L'imposant nuage et la chaise qui couronnent le bâtiment ne suffisent pas à attirer la foule bondée de Carrer Aragó à Barcelone. La Fondation centrale Tàpies accueille jusqu'au 30 avril L'engrais qui fertilise la terre, une proposition qui emmène le public dans l'essence matérielle de son hôte, Antoni Tápies. L'exposition présente le travail du natif de Barcelone entre les années 60 et 90 du siècle dernier.
La fondation propose une collection de peintures, d'objets et de vernis qui honorent la pureté des matières brutes, naturelles et ordinaires. Il n'est pas surprenant de reconnaître à tout moment un regard sensible mais critique sur la situation sociale et politique en Espagne que l'auteur a vécue, avec un désir d'action et de changement.
Le travail cadré (apprécions la redondance) entre la fin des années 1960 et la fin des années 1970 se concentre sur l'imperfection de la matière à travers les fissures, le mouvement et le changement constant. Tápies met en lumière la revalorisation de celle-ci, qui malgré sa précarité, se présente comme une mère créatrice. Le bois, les pigments ou la paille, ainsi que le titre de l'exposition, Engrais qui fertilise la terre, évoquent cette dualité pour comprendre la matière première comme l'âme des choses, capable de donner la vie. Les matériaux confrontent le spectateur au cycle vie-mort-vie, un processus que l'auteur et analyste Clarissa Pinkola développera plus tard dans l'œuvre jungienne Les femmes qui courent avec les loups. Le résultat, teinté dans des tons sombres, met en lumière les processus caractéristiques des années 60 ; la lutte des classes, le style d'une époque.
L'iconographie de Tápies de la fin des années 80, en revanche, est réduite à un certain nombre
concret d'objets que l'auteur déconstruit et reconstruit. L'engrais qui fertilise la terre
il est façonné (et conformé) avec des chaises, des cadres, des pieds, des croix et des allusions à d'autres éléments moins utilisés dans le travail de Tápies. L'auteur présente l'objet comme une porte d'entrée vers la vie onirique. L'escalier ou le lit comme espace de transit, entre raison et spiritualité.
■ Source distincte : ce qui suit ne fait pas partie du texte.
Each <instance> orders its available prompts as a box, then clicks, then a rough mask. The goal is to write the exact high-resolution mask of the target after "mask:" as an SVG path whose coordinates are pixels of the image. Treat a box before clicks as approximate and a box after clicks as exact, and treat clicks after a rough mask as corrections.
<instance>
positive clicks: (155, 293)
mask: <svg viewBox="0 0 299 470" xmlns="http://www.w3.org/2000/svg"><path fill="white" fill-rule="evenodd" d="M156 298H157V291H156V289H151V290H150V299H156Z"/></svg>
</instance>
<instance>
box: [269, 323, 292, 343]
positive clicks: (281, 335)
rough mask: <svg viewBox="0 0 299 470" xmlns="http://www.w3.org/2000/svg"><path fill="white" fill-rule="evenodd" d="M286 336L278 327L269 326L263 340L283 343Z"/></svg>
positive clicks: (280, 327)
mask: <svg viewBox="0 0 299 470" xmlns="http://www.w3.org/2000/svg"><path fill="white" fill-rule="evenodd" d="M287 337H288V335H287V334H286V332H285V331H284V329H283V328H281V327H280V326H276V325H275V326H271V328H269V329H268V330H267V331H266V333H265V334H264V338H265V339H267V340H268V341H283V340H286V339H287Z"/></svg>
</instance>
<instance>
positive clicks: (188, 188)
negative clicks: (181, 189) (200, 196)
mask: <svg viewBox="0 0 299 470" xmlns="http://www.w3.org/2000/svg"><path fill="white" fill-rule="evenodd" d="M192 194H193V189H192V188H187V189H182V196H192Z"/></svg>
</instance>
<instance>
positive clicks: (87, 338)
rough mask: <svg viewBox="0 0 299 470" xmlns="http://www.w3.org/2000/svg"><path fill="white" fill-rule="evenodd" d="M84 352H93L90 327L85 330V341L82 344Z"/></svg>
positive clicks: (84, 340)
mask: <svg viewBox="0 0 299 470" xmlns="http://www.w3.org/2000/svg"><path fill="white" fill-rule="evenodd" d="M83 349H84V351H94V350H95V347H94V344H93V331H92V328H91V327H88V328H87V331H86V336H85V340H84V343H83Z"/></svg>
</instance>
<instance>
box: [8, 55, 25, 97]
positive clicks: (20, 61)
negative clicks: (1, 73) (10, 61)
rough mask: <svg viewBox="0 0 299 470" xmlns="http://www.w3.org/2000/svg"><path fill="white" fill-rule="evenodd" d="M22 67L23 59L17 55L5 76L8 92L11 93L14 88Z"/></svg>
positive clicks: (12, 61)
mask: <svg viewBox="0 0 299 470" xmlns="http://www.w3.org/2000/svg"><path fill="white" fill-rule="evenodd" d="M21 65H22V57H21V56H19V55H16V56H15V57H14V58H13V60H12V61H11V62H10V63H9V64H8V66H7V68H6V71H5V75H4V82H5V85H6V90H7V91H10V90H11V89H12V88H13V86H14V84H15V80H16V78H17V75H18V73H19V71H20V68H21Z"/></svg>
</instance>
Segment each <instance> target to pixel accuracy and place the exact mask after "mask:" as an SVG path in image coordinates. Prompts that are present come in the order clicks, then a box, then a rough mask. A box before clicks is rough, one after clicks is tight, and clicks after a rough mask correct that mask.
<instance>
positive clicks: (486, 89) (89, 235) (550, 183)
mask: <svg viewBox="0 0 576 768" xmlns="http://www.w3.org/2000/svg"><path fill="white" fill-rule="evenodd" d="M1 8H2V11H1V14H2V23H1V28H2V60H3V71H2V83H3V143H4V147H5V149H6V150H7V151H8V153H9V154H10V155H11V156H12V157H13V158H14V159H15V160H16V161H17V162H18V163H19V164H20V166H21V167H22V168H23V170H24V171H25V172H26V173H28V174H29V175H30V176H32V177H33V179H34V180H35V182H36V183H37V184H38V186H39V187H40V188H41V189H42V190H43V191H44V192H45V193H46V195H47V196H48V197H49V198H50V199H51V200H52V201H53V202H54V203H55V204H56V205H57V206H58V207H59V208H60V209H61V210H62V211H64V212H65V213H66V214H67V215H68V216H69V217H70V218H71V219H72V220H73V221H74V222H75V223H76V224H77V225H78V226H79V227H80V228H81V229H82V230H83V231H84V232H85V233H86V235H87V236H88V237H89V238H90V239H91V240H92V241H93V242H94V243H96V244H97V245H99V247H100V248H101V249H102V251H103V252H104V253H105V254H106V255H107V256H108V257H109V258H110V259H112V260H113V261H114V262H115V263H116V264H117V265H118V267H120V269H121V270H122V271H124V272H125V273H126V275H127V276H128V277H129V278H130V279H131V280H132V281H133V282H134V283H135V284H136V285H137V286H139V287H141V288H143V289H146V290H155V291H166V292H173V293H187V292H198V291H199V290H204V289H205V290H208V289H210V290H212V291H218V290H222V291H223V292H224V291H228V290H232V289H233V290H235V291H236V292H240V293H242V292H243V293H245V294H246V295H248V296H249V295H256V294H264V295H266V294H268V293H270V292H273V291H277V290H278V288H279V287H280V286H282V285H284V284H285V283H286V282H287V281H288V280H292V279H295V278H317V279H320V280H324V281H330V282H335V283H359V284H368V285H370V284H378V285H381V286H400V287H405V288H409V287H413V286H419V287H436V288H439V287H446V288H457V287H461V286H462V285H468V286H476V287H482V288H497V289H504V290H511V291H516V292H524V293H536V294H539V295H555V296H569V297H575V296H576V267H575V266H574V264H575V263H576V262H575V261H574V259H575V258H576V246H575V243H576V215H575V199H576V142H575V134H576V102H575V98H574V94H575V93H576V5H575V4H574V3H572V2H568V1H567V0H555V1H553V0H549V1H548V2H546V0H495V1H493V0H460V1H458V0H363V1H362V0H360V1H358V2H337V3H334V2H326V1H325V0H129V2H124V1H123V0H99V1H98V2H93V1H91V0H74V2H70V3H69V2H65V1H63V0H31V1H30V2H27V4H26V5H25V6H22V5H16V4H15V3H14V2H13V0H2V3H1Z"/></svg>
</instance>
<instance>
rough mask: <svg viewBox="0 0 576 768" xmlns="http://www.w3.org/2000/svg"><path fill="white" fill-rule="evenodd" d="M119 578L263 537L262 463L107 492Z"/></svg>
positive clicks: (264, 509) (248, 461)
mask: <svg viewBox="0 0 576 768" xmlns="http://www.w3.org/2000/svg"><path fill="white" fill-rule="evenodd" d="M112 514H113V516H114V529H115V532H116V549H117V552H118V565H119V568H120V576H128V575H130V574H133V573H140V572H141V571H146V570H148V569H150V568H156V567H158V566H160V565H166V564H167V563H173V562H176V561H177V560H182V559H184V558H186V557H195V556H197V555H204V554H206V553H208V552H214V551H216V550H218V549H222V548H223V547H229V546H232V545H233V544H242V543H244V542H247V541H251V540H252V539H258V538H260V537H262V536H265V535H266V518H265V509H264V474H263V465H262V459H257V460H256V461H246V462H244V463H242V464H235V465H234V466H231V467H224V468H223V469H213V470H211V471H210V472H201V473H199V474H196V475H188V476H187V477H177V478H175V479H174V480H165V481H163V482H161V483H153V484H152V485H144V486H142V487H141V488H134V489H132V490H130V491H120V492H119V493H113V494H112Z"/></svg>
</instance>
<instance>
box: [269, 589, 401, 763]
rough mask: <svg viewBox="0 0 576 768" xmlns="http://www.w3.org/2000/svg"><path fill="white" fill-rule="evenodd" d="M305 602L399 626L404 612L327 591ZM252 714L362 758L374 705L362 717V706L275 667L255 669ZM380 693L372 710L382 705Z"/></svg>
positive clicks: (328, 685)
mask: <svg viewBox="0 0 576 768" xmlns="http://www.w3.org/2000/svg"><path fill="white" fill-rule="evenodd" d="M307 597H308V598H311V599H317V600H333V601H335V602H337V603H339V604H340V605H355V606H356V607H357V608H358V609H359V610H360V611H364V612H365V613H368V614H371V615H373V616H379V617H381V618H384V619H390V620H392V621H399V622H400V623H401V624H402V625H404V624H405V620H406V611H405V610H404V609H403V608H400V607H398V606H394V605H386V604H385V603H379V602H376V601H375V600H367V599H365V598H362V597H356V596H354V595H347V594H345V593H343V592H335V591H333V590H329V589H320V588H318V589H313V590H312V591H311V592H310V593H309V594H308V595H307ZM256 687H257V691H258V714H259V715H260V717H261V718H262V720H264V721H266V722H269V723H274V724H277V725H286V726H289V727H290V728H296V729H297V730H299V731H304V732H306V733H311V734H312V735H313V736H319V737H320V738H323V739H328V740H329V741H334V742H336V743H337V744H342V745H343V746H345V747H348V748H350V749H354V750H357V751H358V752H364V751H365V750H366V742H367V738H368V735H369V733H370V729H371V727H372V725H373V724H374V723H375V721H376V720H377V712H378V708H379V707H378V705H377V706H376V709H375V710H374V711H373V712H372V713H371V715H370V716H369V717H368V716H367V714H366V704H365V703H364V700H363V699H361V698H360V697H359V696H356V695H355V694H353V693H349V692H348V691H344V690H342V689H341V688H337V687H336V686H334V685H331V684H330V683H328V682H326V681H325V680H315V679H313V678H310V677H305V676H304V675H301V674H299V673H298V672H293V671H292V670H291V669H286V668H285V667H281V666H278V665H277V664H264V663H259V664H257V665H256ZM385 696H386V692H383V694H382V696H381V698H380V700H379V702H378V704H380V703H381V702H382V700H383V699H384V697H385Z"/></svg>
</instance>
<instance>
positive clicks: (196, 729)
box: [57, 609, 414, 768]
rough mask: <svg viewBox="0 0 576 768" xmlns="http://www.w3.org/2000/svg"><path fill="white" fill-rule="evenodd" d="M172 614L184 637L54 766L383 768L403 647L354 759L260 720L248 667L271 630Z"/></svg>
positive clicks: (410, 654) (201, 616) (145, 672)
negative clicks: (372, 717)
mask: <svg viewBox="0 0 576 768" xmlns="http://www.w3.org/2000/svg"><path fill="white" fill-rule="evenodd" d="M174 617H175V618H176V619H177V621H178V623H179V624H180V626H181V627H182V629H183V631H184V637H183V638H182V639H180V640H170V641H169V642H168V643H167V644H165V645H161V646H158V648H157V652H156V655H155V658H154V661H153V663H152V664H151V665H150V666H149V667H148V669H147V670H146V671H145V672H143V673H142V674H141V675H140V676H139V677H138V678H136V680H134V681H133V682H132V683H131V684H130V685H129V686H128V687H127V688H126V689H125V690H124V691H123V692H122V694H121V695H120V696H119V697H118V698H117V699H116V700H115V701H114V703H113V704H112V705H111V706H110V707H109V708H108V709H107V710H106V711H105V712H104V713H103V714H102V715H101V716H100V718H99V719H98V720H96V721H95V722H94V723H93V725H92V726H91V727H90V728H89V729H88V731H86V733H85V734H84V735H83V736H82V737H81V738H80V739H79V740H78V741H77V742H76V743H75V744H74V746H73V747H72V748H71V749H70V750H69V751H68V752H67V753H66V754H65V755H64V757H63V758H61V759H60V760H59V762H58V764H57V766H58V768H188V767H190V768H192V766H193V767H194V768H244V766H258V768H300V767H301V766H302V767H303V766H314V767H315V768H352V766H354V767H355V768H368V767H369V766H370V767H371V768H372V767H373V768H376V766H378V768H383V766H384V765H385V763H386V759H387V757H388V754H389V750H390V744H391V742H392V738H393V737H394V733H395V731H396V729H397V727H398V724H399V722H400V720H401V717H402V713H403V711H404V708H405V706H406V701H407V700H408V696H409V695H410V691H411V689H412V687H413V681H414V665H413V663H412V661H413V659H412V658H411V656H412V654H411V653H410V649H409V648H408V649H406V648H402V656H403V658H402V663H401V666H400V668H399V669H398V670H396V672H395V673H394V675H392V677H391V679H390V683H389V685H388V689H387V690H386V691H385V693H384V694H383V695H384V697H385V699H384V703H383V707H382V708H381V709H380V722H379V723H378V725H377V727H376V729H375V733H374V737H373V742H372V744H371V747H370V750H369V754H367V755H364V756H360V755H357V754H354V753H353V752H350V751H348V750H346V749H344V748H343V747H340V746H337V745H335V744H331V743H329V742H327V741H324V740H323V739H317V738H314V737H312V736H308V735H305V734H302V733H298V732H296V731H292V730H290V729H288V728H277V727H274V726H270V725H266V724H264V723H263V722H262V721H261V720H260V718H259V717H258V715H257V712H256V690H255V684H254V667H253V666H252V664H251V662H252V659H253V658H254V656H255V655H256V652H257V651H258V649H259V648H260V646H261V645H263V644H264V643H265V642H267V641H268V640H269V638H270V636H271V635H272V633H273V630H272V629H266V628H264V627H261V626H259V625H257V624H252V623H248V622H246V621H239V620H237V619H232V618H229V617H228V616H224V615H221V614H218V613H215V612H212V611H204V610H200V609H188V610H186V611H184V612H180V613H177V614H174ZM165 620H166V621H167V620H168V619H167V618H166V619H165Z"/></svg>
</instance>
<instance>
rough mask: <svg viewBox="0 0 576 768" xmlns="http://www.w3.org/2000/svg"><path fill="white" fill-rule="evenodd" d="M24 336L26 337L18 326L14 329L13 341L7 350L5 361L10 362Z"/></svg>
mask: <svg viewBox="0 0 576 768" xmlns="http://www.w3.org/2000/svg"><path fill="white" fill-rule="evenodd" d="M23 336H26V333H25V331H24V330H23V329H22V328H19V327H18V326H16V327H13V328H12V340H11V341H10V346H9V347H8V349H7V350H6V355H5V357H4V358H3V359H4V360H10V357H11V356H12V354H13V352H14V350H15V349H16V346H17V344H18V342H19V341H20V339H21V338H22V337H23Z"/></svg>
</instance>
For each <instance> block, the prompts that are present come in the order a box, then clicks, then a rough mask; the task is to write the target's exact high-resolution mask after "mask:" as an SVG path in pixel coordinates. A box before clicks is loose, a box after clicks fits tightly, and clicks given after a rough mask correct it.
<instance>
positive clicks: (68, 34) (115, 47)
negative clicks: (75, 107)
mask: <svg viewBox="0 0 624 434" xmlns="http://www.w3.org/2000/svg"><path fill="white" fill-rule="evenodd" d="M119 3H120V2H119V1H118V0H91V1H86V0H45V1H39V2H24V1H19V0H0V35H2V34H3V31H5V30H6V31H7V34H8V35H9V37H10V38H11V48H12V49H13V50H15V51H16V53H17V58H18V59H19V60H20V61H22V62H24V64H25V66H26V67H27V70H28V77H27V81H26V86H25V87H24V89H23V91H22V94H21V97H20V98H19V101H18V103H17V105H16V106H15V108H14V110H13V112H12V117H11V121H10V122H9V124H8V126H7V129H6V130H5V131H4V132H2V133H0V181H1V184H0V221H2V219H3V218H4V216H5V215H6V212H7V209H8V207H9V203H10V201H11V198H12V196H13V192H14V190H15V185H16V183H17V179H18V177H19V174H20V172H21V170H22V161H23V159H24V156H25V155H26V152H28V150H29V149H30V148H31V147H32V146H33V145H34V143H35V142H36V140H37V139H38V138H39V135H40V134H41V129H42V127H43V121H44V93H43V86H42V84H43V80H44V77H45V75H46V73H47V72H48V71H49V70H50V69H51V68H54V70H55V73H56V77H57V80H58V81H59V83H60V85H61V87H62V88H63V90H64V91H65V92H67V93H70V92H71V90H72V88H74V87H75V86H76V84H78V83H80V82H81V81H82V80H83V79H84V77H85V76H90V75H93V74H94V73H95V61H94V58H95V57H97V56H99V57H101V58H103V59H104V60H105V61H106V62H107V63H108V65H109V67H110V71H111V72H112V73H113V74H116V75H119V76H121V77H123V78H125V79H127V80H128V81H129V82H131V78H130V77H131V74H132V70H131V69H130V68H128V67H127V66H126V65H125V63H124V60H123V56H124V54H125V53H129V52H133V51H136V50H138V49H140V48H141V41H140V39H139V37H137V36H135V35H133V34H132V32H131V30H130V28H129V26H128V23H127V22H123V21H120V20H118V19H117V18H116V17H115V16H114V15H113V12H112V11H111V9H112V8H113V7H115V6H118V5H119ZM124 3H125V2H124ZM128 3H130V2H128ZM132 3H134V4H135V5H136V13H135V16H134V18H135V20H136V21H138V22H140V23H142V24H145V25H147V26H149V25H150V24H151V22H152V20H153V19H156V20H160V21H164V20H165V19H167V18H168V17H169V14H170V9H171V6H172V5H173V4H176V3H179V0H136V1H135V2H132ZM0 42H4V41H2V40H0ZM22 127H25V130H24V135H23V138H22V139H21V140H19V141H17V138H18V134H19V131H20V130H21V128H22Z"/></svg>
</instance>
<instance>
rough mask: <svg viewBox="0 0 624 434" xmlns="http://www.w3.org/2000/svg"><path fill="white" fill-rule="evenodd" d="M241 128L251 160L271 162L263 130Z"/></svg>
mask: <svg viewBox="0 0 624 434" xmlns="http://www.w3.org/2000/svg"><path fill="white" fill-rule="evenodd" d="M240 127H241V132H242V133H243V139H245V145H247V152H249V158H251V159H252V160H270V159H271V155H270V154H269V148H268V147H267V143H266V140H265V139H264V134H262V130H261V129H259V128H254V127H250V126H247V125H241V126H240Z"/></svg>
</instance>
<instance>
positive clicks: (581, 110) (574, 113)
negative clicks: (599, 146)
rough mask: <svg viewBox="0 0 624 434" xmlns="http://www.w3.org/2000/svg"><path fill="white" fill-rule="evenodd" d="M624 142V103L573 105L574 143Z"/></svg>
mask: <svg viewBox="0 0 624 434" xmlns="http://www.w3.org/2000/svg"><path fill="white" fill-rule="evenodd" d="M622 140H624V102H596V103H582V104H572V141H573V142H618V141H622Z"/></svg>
Un dualisme symbolique entre réalité et rêve qui laisse place à la possibilité de jouissance et de plaisir dans la coutume elle-même.
Les Portes (et les Flèches) comme outils d'accès au mystère de l'existence ; fermé ouvert
entrouverte, lacérée, arrachée du cadre, écorchée sont quelques-uns des adjectifs utilisés par l'auteur dans Conversations avec Antoni Tápies, 1985 - 1991 pour présenter cette voie directe de transit vers l'univers.
La proposition de la fondation livre donc, malgré le décor frénétique du chef-lieu, la terre de Tàpies, la situation d'un siècle mobile, un artiste qui oscille entre lutte et introspection.